Secondo il dossier Gender Equality fra politica imprese e lavoro di Openpolis la questione di genere rimane un dibattito apertissimo. E non solo in Europa. La notizia è rimbalzata anche dopo i sermoni da parte di donne di potere come Christine Lagarde, Hilary Clinton e Patricia Arquette. E’ dunque una questione risolvibile con le quote rosa?
Prendiamo il caso Italia. È il 13esimo paese per presenza di donne in Parlamento ed il quinto per percentuale di donne ministro.Sui 93mila incarichi politici in Italia poco più del 21 per cento è ricoperto da donne. E ad eccezione della Presidenza della Camera dei Deputati si evidenzia come raramente una donna guidi un’amministrazione o sia a capo di un organo monocratico di una Regione (10 per cento), di una Provincia (10 per cento) o di un Comune (13 per cento).
Ma i numeri da soli non dicono nulla se non li si calano dentro una cornice e un contesto. Quelle percentuali di donne al potere ( grandi o piccoli che siano) cosa hanno qualitativamente apportato di diverso rispetto alla politica dei maschi? In cosa si sono differenziate, dov’è il loro valore aggiunto dato alla gestione del potere?
Prendiamo il caso delle due cariche istituzionali secondo solo al presidente della Repubblica. Vedi caso un uomo ( Grasso) ed una donna( Boldrini) Cariche queste che per statuto e per Costituzione dovrebbero essere super partes, imparziali rispetto al potere costituito ( per quanto l’oggettività possa essere un dato umano) Qualcuno può, in tutta serenità ed onestà politica ed intellettuale, dire in cosa si sono differenziati? Qual’è stato il valore aggiunto che la donna ha dato rispetto al maschio? Anzi non vi è stata più uniformità e comunione d’intenti nel soffocare il dibattito e la discussione e lo svolgimento del ruolo del Parlamento, anche a costo di utilizzare strumenti e mezzi al limite e in alcuni casi fuori dalla legalità e dalla legittimità normativa e costituzionale. Entrambe le figure e i ruoli appiattite anzi sdraiate di fronte al potere esecutivo.
E prendiamo le donne nel governo, alla guida di ministeri che per tradizioni e per ruoli sono stati da sempre appannaggio dei maschi.. Ad esempio il ministero della guerra. Una donna avrebbe dovuto portare quello che l’iconografia mediatica identifica col ruolo ( maschilista, dico io) della donna. La gentilezza, la sorellanza, la pacificazione, la riconciliazione, la mediazione. Si può dire che la Pinotti sia stata la prima fra i ministri della guerra europei a dichiararsi pronta ad inviare 5.000 militari( smentita da Renzi perché si era sbilanciata troppo. Aveva preso troppo sul serio il suo ruolo guerrafondaia) ed siamo il primo paese ad aver già inviato uomini e navi a combattere la guerra contro i nemici dell’ISIS. In questo in cosa si differenzia rispetto ai suoi precedessori maschi italiani e non?

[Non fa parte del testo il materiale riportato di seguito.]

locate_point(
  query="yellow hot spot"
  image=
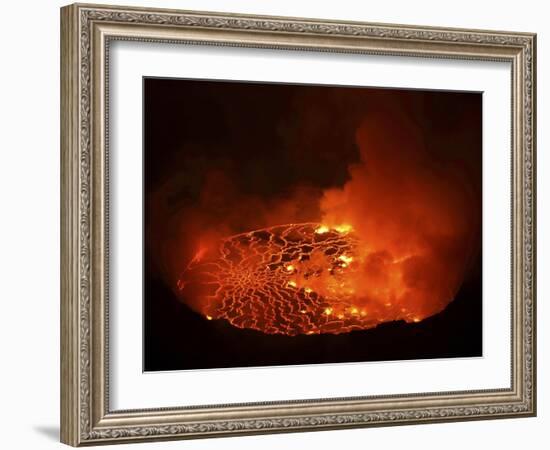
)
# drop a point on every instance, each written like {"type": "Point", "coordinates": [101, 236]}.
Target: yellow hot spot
{"type": "Point", "coordinates": [343, 228]}
{"type": "Point", "coordinates": [322, 229]}
{"type": "Point", "coordinates": [345, 259]}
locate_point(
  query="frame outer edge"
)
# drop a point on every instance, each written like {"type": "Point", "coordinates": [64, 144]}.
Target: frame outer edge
{"type": "Point", "coordinates": [69, 411]}
{"type": "Point", "coordinates": [81, 413]}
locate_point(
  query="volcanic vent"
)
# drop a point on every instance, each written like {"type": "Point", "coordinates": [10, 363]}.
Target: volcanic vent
{"type": "Point", "coordinates": [289, 279]}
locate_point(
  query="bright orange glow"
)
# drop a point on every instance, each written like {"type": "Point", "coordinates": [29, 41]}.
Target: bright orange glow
{"type": "Point", "coordinates": [392, 243]}
{"type": "Point", "coordinates": [322, 229]}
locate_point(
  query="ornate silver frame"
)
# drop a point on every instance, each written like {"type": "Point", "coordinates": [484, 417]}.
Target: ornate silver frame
{"type": "Point", "coordinates": [86, 31]}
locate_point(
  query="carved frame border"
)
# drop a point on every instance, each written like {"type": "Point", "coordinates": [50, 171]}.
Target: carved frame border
{"type": "Point", "coordinates": [86, 31]}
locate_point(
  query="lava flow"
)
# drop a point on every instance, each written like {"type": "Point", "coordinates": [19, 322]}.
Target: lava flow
{"type": "Point", "coordinates": [294, 279]}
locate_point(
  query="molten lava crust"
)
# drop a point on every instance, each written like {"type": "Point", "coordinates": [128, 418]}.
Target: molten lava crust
{"type": "Point", "coordinates": [290, 279]}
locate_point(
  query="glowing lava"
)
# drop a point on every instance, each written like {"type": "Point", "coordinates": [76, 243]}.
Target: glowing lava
{"type": "Point", "coordinates": [296, 279]}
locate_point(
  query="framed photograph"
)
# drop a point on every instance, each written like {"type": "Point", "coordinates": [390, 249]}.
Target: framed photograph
{"type": "Point", "coordinates": [274, 224]}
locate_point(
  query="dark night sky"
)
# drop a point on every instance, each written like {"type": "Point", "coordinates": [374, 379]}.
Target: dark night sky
{"type": "Point", "coordinates": [268, 140]}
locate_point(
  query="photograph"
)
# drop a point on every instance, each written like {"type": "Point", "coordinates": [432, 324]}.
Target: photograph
{"type": "Point", "coordinates": [281, 223]}
{"type": "Point", "coordinates": [291, 224]}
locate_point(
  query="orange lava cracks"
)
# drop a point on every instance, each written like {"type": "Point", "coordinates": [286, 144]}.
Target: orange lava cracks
{"type": "Point", "coordinates": [296, 279]}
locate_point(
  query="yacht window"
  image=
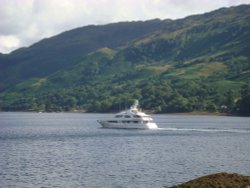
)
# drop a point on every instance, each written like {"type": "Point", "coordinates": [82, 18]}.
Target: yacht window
{"type": "Point", "coordinates": [137, 116]}
{"type": "Point", "coordinates": [118, 116]}
{"type": "Point", "coordinates": [112, 121]}
{"type": "Point", "coordinates": [125, 121]}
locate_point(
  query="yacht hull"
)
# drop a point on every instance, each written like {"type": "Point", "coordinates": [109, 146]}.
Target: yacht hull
{"type": "Point", "coordinates": [107, 124]}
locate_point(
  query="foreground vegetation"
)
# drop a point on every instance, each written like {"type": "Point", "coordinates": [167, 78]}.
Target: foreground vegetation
{"type": "Point", "coordinates": [219, 180]}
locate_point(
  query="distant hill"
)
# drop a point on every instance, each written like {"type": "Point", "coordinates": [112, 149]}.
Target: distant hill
{"type": "Point", "coordinates": [199, 63]}
{"type": "Point", "coordinates": [64, 50]}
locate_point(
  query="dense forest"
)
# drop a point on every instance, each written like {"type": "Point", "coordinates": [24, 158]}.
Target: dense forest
{"type": "Point", "coordinates": [199, 63]}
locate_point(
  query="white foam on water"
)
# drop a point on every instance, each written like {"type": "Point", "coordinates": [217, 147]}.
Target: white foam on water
{"type": "Point", "coordinates": [212, 130]}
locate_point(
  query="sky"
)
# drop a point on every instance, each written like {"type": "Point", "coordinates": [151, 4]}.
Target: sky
{"type": "Point", "coordinates": [24, 22]}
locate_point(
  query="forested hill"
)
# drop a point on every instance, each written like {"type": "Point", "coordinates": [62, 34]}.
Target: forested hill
{"type": "Point", "coordinates": [199, 63]}
{"type": "Point", "coordinates": [62, 51]}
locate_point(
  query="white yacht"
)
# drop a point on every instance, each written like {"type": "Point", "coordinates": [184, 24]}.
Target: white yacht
{"type": "Point", "coordinates": [132, 118]}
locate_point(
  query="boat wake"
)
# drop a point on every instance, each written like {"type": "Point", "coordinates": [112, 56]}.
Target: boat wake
{"type": "Point", "coordinates": [209, 130]}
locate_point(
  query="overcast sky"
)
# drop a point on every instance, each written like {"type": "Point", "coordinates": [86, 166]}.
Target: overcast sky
{"type": "Point", "coordinates": [24, 22]}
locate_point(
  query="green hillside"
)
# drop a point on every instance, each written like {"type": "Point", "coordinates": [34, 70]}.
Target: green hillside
{"type": "Point", "coordinates": [199, 63]}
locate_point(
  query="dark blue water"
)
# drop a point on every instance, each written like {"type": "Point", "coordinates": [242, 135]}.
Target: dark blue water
{"type": "Point", "coordinates": [71, 150]}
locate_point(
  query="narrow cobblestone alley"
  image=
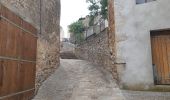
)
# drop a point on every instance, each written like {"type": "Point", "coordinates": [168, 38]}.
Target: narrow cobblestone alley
{"type": "Point", "coordinates": [81, 80]}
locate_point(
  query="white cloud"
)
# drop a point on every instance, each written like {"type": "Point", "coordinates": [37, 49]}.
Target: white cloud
{"type": "Point", "coordinates": [72, 10]}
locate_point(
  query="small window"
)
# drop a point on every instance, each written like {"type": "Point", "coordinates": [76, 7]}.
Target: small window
{"type": "Point", "coordinates": [143, 1]}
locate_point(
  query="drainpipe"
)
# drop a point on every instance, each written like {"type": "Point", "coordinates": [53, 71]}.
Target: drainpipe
{"type": "Point", "coordinates": [40, 16]}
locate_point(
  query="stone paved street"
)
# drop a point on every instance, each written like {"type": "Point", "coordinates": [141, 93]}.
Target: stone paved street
{"type": "Point", "coordinates": [81, 80]}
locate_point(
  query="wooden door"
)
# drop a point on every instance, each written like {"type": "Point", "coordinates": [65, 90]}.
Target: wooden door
{"type": "Point", "coordinates": [18, 44]}
{"type": "Point", "coordinates": [161, 55]}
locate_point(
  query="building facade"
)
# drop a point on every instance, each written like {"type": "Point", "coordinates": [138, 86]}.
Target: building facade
{"type": "Point", "coordinates": [140, 30]}
{"type": "Point", "coordinates": [45, 16]}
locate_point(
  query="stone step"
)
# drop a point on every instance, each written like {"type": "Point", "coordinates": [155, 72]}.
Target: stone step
{"type": "Point", "coordinates": [68, 55]}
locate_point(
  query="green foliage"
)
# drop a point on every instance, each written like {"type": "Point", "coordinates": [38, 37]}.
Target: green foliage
{"type": "Point", "coordinates": [94, 10]}
{"type": "Point", "coordinates": [104, 8]}
{"type": "Point", "coordinates": [97, 7]}
{"type": "Point", "coordinates": [77, 29]}
{"type": "Point", "coordinates": [94, 7]}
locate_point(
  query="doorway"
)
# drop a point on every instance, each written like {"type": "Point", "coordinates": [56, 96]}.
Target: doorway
{"type": "Point", "coordinates": [160, 43]}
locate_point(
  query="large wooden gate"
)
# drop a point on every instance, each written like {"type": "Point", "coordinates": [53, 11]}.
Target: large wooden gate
{"type": "Point", "coordinates": [18, 42]}
{"type": "Point", "coordinates": [161, 56]}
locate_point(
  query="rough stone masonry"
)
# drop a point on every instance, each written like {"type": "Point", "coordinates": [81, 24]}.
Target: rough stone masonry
{"type": "Point", "coordinates": [45, 16]}
{"type": "Point", "coordinates": [96, 49]}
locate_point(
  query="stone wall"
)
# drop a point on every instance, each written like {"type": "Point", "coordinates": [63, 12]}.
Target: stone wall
{"type": "Point", "coordinates": [96, 49]}
{"type": "Point", "coordinates": [45, 16]}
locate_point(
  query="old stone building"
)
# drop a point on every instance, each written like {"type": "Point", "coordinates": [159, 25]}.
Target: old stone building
{"type": "Point", "coordinates": [139, 39]}
{"type": "Point", "coordinates": [45, 16]}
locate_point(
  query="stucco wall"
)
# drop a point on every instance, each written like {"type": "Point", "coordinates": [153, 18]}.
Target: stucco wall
{"type": "Point", "coordinates": [133, 24]}
{"type": "Point", "coordinates": [49, 35]}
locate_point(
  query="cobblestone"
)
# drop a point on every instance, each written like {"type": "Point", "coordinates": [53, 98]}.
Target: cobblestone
{"type": "Point", "coordinates": [81, 80]}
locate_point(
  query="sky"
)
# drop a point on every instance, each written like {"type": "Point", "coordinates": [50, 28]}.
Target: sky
{"type": "Point", "coordinates": [71, 11]}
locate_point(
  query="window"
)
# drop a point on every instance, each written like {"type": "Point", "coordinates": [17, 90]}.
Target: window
{"type": "Point", "coordinates": [143, 1]}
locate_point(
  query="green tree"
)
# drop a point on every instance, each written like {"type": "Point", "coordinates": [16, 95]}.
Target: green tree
{"type": "Point", "coordinates": [77, 28]}
{"type": "Point", "coordinates": [94, 10]}
{"type": "Point", "coordinates": [104, 8]}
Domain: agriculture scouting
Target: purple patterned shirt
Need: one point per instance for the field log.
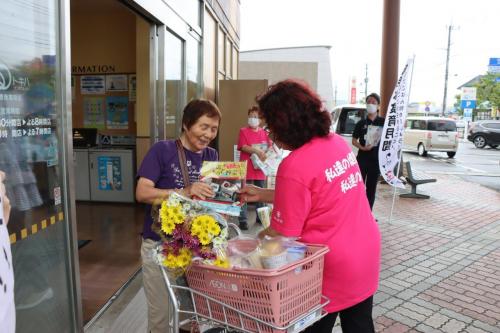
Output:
(161, 166)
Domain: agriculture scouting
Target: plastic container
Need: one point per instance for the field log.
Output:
(274, 261)
(274, 296)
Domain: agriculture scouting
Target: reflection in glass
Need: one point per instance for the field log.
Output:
(30, 143)
(173, 84)
(221, 43)
(229, 53)
(193, 71)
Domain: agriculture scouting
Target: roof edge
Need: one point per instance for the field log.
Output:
(288, 47)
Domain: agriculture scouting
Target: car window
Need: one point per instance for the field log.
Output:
(442, 125)
(418, 124)
(492, 125)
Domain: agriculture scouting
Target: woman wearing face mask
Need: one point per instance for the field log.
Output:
(252, 140)
(368, 153)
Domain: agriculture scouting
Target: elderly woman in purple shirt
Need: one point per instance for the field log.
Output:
(161, 174)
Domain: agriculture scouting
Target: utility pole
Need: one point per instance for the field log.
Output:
(446, 70)
(366, 81)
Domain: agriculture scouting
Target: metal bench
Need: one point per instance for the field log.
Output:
(415, 178)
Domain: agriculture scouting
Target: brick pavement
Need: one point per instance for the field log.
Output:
(440, 259)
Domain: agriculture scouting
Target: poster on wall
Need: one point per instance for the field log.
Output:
(92, 84)
(132, 87)
(93, 112)
(116, 82)
(117, 112)
(110, 173)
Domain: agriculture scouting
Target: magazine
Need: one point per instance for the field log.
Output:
(373, 134)
(226, 179)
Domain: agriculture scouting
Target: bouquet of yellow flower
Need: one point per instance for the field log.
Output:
(189, 232)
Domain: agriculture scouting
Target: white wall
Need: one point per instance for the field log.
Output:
(309, 54)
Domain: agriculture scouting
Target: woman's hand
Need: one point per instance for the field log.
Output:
(5, 200)
(200, 190)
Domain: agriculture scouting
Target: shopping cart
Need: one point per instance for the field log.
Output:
(286, 300)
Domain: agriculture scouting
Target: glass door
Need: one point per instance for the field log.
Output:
(171, 84)
(33, 148)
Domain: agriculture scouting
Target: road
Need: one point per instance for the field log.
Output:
(475, 165)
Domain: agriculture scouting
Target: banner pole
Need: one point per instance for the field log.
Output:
(401, 153)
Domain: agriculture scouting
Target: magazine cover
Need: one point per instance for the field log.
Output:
(373, 135)
(226, 179)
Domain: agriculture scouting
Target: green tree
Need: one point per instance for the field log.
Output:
(488, 90)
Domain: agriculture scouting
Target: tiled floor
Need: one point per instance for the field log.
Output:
(440, 267)
(113, 254)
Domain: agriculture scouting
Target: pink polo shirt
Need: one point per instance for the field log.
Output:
(258, 138)
(320, 196)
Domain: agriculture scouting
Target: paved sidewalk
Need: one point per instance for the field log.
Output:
(440, 259)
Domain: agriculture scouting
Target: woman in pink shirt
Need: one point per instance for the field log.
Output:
(252, 140)
(320, 197)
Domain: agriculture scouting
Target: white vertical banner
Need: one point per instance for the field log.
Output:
(391, 142)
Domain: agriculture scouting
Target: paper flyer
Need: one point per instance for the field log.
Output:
(226, 179)
(117, 112)
(93, 112)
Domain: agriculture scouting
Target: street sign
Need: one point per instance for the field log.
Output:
(465, 104)
(494, 65)
(469, 93)
(467, 114)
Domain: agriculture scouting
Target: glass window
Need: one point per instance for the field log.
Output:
(188, 10)
(173, 84)
(229, 53)
(235, 63)
(221, 53)
(193, 68)
(209, 56)
(32, 138)
(442, 125)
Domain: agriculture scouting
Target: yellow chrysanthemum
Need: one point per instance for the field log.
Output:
(170, 261)
(197, 222)
(167, 227)
(184, 258)
(214, 229)
(169, 216)
(204, 238)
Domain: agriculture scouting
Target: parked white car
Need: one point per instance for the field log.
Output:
(424, 134)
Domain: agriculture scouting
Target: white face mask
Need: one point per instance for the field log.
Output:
(253, 122)
(371, 108)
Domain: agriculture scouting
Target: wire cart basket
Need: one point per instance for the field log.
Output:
(285, 300)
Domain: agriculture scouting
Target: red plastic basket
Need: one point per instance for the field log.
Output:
(276, 296)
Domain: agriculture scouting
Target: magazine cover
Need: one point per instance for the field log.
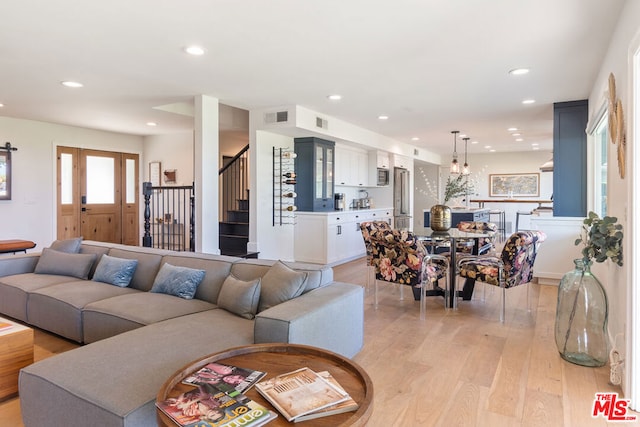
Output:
(208, 406)
(300, 392)
(5, 325)
(225, 377)
(339, 408)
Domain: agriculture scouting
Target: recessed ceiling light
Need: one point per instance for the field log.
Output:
(194, 50)
(71, 84)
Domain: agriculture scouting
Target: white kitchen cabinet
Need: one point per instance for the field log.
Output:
(333, 237)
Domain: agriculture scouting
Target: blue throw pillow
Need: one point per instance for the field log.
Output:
(115, 271)
(177, 281)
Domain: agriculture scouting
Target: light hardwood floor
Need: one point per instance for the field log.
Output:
(455, 368)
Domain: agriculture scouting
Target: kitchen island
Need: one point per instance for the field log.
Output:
(333, 237)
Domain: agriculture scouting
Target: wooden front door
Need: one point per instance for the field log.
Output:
(98, 195)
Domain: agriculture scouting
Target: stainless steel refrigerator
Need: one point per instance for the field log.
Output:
(401, 198)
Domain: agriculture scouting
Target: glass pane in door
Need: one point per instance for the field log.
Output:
(66, 179)
(100, 177)
(130, 177)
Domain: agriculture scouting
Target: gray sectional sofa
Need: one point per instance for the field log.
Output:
(137, 336)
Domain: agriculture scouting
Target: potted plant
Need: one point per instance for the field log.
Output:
(582, 310)
(441, 213)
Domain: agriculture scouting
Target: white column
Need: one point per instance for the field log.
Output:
(206, 165)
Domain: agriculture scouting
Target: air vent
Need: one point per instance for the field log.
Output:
(277, 117)
(322, 123)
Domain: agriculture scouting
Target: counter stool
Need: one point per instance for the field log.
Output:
(501, 222)
(518, 218)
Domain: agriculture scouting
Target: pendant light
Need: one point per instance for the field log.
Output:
(455, 166)
(465, 167)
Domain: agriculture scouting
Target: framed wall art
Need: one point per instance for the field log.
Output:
(5, 175)
(154, 173)
(514, 185)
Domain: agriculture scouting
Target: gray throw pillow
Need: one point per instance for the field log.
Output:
(71, 246)
(280, 284)
(177, 281)
(115, 271)
(64, 264)
(240, 297)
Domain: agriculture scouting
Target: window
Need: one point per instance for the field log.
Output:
(601, 139)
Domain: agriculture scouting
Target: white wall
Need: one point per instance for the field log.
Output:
(482, 165)
(174, 151)
(617, 280)
(274, 242)
(31, 214)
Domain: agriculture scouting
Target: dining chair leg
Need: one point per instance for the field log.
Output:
(502, 309)
(375, 293)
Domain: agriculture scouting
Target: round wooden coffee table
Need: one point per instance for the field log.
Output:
(276, 359)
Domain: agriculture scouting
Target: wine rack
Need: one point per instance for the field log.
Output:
(284, 181)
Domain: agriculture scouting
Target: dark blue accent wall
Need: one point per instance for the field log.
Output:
(570, 158)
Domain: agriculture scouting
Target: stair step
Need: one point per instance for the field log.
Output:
(240, 254)
(238, 216)
(234, 228)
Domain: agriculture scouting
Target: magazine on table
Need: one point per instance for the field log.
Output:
(5, 326)
(225, 377)
(300, 392)
(339, 408)
(207, 406)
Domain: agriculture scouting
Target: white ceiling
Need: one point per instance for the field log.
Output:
(432, 66)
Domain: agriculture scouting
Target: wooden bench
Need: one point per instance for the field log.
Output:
(15, 245)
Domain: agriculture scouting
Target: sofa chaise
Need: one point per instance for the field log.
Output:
(138, 333)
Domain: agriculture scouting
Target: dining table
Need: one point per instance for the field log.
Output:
(434, 239)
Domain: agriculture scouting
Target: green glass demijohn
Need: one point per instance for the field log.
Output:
(581, 318)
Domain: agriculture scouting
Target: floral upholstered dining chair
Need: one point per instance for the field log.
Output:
(399, 257)
(512, 268)
(369, 228)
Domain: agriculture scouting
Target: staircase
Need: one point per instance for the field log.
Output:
(233, 230)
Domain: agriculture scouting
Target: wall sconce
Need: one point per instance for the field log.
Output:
(455, 166)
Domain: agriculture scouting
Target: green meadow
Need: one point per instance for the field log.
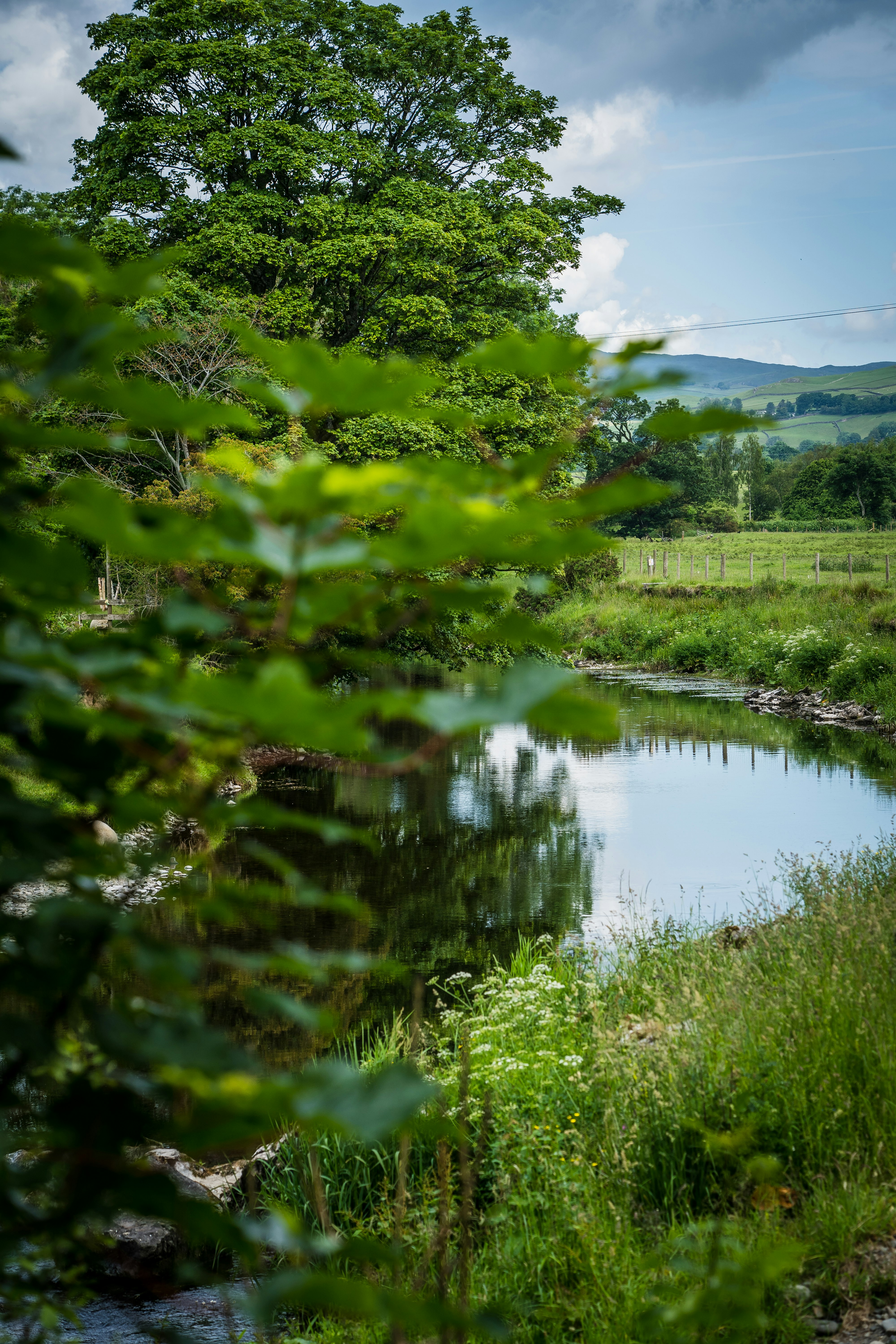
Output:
(838, 636)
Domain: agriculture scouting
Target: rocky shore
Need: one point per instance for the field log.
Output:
(816, 709)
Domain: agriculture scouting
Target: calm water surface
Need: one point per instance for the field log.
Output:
(514, 831)
(687, 812)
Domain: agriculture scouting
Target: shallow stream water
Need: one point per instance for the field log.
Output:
(690, 814)
(687, 812)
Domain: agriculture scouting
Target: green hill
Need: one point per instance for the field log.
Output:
(868, 384)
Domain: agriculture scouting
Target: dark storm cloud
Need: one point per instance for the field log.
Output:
(585, 50)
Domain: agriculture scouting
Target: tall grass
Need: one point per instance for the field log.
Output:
(774, 634)
(605, 1069)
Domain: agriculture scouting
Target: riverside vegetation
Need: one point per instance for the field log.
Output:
(273, 627)
(777, 634)
(639, 1096)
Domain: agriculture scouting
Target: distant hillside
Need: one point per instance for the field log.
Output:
(721, 373)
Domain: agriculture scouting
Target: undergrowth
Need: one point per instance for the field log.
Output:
(774, 634)
(597, 1081)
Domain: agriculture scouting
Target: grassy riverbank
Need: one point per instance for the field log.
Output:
(776, 634)
(770, 552)
(594, 1079)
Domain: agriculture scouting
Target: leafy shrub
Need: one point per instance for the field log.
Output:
(840, 564)
(858, 666)
(691, 653)
(805, 655)
(584, 572)
(883, 618)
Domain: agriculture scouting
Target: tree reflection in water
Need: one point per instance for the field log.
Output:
(468, 855)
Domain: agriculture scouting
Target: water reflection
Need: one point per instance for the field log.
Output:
(515, 831)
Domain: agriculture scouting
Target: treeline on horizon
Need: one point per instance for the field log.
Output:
(374, 185)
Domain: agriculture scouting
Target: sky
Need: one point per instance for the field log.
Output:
(754, 143)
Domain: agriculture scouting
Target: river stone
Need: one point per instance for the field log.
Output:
(195, 1181)
(144, 1248)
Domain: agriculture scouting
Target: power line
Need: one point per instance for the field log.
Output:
(750, 322)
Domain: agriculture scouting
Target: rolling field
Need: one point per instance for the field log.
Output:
(820, 427)
(769, 550)
(882, 381)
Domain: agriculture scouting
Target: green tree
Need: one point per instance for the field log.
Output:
(628, 431)
(868, 476)
(750, 468)
(365, 181)
(722, 464)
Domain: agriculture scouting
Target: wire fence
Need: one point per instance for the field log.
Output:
(717, 568)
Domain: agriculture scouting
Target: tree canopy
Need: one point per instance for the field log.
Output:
(627, 432)
(366, 181)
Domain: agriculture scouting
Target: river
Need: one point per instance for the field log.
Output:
(684, 816)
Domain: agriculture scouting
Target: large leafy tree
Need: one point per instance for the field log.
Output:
(366, 181)
(867, 476)
(629, 429)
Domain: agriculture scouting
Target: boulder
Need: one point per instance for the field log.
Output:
(144, 1248)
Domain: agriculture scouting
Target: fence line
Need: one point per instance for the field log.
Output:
(848, 565)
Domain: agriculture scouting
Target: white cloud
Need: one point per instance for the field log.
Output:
(596, 279)
(609, 135)
(42, 110)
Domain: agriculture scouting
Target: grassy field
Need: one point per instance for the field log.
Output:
(836, 636)
(620, 1096)
(823, 428)
(870, 553)
(868, 382)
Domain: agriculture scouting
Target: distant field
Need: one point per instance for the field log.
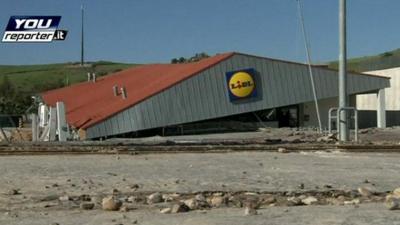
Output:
(368, 63)
(37, 78)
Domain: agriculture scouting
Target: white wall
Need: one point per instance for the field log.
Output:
(392, 98)
(324, 106)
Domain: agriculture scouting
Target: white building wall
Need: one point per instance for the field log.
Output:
(392, 98)
(324, 106)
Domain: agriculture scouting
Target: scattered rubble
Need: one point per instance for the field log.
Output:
(165, 210)
(309, 200)
(179, 208)
(154, 198)
(365, 192)
(111, 204)
(86, 205)
(64, 198)
(283, 150)
(248, 211)
(217, 201)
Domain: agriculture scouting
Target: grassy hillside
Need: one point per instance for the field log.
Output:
(37, 78)
(19, 83)
(378, 62)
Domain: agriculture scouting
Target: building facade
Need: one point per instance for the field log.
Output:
(222, 86)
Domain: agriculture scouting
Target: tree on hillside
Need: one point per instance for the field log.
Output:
(12, 101)
(197, 57)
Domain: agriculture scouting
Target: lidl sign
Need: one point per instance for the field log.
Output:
(241, 84)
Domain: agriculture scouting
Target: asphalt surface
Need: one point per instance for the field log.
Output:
(319, 215)
(56, 175)
(249, 171)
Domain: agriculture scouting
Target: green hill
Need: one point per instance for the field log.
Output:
(37, 78)
(19, 83)
(368, 63)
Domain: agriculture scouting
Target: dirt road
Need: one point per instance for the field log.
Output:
(41, 180)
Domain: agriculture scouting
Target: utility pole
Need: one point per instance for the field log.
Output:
(343, 123)
(307, 47)
(82, 48)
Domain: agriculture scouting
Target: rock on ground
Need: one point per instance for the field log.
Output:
(111, 203)
(154, 198)
(179, 208)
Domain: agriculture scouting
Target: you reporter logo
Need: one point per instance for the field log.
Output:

Ma prendiamo anche un altro ruolo anch’esso ricoperto da una donna. La segretaria del maggior sindacato italiano, con una storia ed una tradizione a favore della difesa e delle lotte a difesa dei lavoratori. La Camusso e la CGIL. Anche qua si può trovare uno che sia anche una inezia di differenziazione non dico dal sindacalismo ormai giallo della UIL.CISL e non parliamo della UGL ( a proposito anche questi( alcuni) guidati da donne o guidate nel passato da donne) , ma dalla politica in generale fatta dagli uomini, negli ultimi lustri? Dov’è il valore aggiunto, quel quid, quella differenziazione per cui dovremmo dire meglio donne che maschi?
E allora non è che l’iconografia dell femminismo al potere si riduce alla fine alla sola differenziazione biologica e somatica? Come a dire che meglio bruni che biondi meglio alti che bassi, meglio gay che eterosessuali, meglio giovani che anziani, meglio belli che brutti? Perché si può essere reazionari e illiberali, antidemocratici o fascisti indipendentemente dal colore della pelle o dagli organi sessuali e che si raggiunge il potere solo se si è vicini nei fatti parole ed opere, ideologicamente con il potere.
E le quote rosa valgono solo all’interno di questa cornice!